Favorite Study Abroad Memories – South Africa (Post 2 in a series of 3)

It has been rather hard for me to determine what was my favorite memory from my time in South Africa in 2010. This doesn’t really come as a surprise, as I spent 22 weeks there – or just about five and a half months.

To just share some highlights from that experience, I: lived on the other side of the world from family and friends for 22 weeks; visited penguins in the natural habitat on a beach; saw a monkey walking on my college campus; discovered my love for Savannah and Hunters ciders, Tex and Aero mint chocolates, and Appletiser drinks; played with and pet lion cubs; spent a weekend in Lesotho, after riding up and down mountain sides in both cars and horses; was on top of a World Cup 2010 stadium (on the last day it was open before the World Cup started); visited the southwestern most point of the African continent; had a tribal doctor as a professor who predicted his own death; introduced Mexican food to my African friends; and made memories and grew as a person that will help me for the rest of my life.

… No wonder it has been hard for me to share just one story. But share a story I must – and the one I choose is my visit to Lesotho.

For those who have not had the pleasure of visiting this rural country, located inside of South Africa surrounded by the Drakensburg mountains, Lesotho has about 11,560 square miles with a population of under 2.1 million people. Of its citizens, 40% live under the earnings of $1.25 per day international poverty line.

Perhaps I should back track a little – I wasn’t sure if I was going to go on the weekend adventure to Lesotho. When determining what activities should be done while at the Sani Pass Lodge, it was figured out that groups had to consist of 4 people or more – with our entire group being only 8 people.
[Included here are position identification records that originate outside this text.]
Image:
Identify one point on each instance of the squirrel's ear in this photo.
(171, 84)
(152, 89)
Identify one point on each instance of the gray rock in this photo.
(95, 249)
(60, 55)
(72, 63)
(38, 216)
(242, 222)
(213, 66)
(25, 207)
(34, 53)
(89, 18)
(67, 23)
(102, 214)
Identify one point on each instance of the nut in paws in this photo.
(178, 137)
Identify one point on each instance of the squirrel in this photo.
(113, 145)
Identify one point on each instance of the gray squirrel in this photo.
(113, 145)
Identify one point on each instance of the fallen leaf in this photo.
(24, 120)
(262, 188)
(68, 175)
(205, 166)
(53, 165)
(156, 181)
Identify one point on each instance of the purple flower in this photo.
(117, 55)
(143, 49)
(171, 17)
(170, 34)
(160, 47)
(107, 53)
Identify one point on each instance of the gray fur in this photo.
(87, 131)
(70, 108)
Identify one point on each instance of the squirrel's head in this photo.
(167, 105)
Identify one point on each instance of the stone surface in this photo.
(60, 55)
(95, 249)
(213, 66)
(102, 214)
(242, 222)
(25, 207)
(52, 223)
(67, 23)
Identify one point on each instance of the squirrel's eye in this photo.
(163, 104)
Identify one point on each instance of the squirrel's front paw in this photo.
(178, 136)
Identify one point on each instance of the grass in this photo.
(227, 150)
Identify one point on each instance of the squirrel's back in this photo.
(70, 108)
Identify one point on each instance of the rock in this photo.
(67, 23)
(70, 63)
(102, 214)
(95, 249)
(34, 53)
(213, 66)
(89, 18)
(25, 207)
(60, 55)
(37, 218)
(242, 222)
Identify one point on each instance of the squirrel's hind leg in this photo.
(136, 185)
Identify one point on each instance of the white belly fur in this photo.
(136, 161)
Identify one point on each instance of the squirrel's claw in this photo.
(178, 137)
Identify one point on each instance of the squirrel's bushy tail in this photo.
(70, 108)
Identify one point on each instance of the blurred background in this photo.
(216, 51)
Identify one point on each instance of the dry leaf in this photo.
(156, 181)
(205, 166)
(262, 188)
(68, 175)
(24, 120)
The two girls I knew the best were planning on doing the 1 day itinerary, with having a free day to explore the area, with two other students. That left me with three girls to do the overnight horseback riding trip for about $250 for the weekend costs. I don’t ride horses often, with the last time before this being three years previously, and I didn’t really know these three other girls that well, who were a click of their own within the American students at University of KwaZulu Natal Pietermaritzburg campus that semester.

After spending the first night as a whole group after our arrival at the Sani Pass Lodge, we divided up as travel groups in the morning – with the four of us girls piling into our vehicle to depart for our drive up the Drakensburg mountains to reach the border checkpoint for Lesotho and South Africa. (At this checkpoint, I also received one of many marriage proposals for while I was in Africa in 2010 – with the border guard actually scaring me a little, as what if he did not let me go back to South Africa the following day? Luckily, he was not at the post when we left Lesotho so I did not need to think of a reason to deny the request.) It was about four hours of bumpy driving on roads that could barely be considered roads before we reached the location inside a valley in Lesotho where we climbed on top of horses (which as a short person – is not an easy feat) that we galloped and rode up and down mountain sides to reach a village, which felt like was in the middle of nowhere.

The village consisted of huts in assorted areas, with animal pens located in various sections around the circle and square-shaped huts. The children swarmed around us girls, who had been joined by four European women also traveling around the area, so we took photos, played games like Ring Around the Rosie, and being shown around the village. This village, like many others in Lesotho, rarely sees white people and has no electricity. It was interesting to see how the women cooked, while people used traditional torches as well as modern flashlights to get around the area after dark.

Being at least 3,000 feet higher than where I spent most of my time in South Africa, it was very cold at night. But the stars – oh, the stars! I have never felt like I’ve been a part of the sky before – seeing stars literally everywhere and which such brightness! The stars almost lit up the darkness outside, enabling most of the locals to be able to move just by them – except for avoiding the occasional hole or animal hanging around. Unfortunately for outsiders to the area, the stars were not bright enough, nor was one flashlight for four people, to find the pathway to the toilet (like a porter potty but built out of natural things such as wood walls, etc.). Slightly an embarrassing – but memorable! – moment of my journey in Lesotho is when us four Americans had to go to the bathroom and unable to find the toilet, we went on the side of the hill – just as the locals shown a flashlight and called out to us, making sure we were okay.

The next morning before our departure was spent playing with the children again and participating in a parade that was welcoming a visiting priest to the village. (Priests travel around to churches every couple of months in Lesotho, so this was a big deal.) We then continued to ride on horses back to where our vehicle was to drive back down the mountainside, after getting our departure stamps from the Lesothian border guard. After meeting up with the rest of our American students group at the lodge, we packed up everything to make the drive back to Pietermaritzburg to begin the work week of classes and all that encompasses being a study abroad student.

I know there will be other times where I will travel and feel peace, simplicity and calmness like I felt that weekend in Lesotho. Perhaps I may even find myself visiting there again in the future. It is movements (or weekends) like these, that cause reflections and challenges out of the comfort zone, that I feel help me grow as a person and truly enjoy traveling. I will always cherish my other moments and photos of being in South Africa for so long at that point in my life – but I would also recommend to every traveler to plan a weekend or day where you turn off the cell phone, step away from the computer (and if you feel very adventurous – away from electricity) to appreciate even more what you have.